The government is also stepping up efforts to build out other sources of energy. It has done so through a successful auction system through which, according to the IEA, contracts for more than 500 new generation projects accounting for around 65GW of new power production capacity have been awarded. This system has been particularly successful encouraging new wind generation capacity.

In 2013, wind energy providers were by far the largest winners in the auctioning process, committing to build 4.3GW of new capacity over the next two years. Many of the wind projects have proven to be cost-competitive with natural gas without government subsidies at around $50 per megawatt hour.

The rapid expansion will put pressure on the sector’s developing supply chain.
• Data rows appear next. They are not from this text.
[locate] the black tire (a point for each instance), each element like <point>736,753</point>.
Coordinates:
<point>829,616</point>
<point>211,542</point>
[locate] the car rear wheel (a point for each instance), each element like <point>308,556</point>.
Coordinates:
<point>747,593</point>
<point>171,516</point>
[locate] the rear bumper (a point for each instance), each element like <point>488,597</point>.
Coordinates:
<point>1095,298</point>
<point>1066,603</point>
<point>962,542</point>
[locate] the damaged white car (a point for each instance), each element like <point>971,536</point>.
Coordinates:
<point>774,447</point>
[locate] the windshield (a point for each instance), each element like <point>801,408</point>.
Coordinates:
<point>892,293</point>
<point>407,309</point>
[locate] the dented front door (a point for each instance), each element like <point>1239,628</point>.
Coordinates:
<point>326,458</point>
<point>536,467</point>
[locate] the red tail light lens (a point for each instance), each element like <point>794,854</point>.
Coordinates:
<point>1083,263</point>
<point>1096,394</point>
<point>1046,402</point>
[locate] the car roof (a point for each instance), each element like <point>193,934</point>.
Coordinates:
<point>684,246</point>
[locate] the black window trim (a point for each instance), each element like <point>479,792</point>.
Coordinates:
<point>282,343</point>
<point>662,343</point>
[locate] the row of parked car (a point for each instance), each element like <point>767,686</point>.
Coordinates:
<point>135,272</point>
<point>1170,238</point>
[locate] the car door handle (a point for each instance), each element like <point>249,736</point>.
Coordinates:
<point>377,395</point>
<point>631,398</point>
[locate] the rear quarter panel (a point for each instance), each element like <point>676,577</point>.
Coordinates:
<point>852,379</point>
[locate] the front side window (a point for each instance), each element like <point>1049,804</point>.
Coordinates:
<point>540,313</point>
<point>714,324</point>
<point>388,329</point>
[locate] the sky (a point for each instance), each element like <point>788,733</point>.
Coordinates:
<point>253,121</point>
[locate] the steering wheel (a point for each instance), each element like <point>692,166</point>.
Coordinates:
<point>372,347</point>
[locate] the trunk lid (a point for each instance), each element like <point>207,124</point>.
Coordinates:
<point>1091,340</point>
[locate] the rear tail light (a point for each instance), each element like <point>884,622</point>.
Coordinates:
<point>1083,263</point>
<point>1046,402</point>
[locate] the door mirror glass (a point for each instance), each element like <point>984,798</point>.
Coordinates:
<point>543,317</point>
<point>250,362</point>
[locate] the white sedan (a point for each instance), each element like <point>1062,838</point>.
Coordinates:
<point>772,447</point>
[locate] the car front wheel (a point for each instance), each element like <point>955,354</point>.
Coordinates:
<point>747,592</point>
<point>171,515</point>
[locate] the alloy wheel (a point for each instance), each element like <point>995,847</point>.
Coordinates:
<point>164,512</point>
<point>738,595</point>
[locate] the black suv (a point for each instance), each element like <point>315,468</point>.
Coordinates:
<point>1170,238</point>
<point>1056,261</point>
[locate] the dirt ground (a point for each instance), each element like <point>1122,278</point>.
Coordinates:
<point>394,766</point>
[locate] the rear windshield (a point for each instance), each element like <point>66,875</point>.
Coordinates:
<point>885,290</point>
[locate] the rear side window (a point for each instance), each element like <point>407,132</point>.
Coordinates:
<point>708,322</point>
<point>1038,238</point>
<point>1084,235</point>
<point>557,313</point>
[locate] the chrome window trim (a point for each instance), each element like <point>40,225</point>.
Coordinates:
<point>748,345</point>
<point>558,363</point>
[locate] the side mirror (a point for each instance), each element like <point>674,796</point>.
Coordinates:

As elsewhere in the world, Brazil’s wind developers have struggled to get connected to the grid as the construction of new windfarms has outpaced new transmission lines.

Here, the IEA says, Brazil has a unique opportunity to marry the burgeoning wind sector with the hydro sector. The Belo Monte project will be a run-of-river hydropower station, and much of the transmission capacity between it and consumers will be underused during the dry season when Belo Monte production is low. But the dry season coincides with the windy season in the northeast of Brazil, presenting an opportunity for the projects to share transmission infrastructure. “Brazil presents a good example of the possible synergies between wind and hydro power,” the IEA said in its report The Power of Transformation.

The continued expansion of hydropower infrastructure and new wind projects, and a government commitment to clean energy, means Brazil is forecast to remain a renewables powerhouse, even as it invests billions of dollars to develop new offshore oil discoveries. The IEA forecasts Brazil’s overall energy mix will change very little over the coming decades, with renewables still accounting for around 45% of total energy by 2035.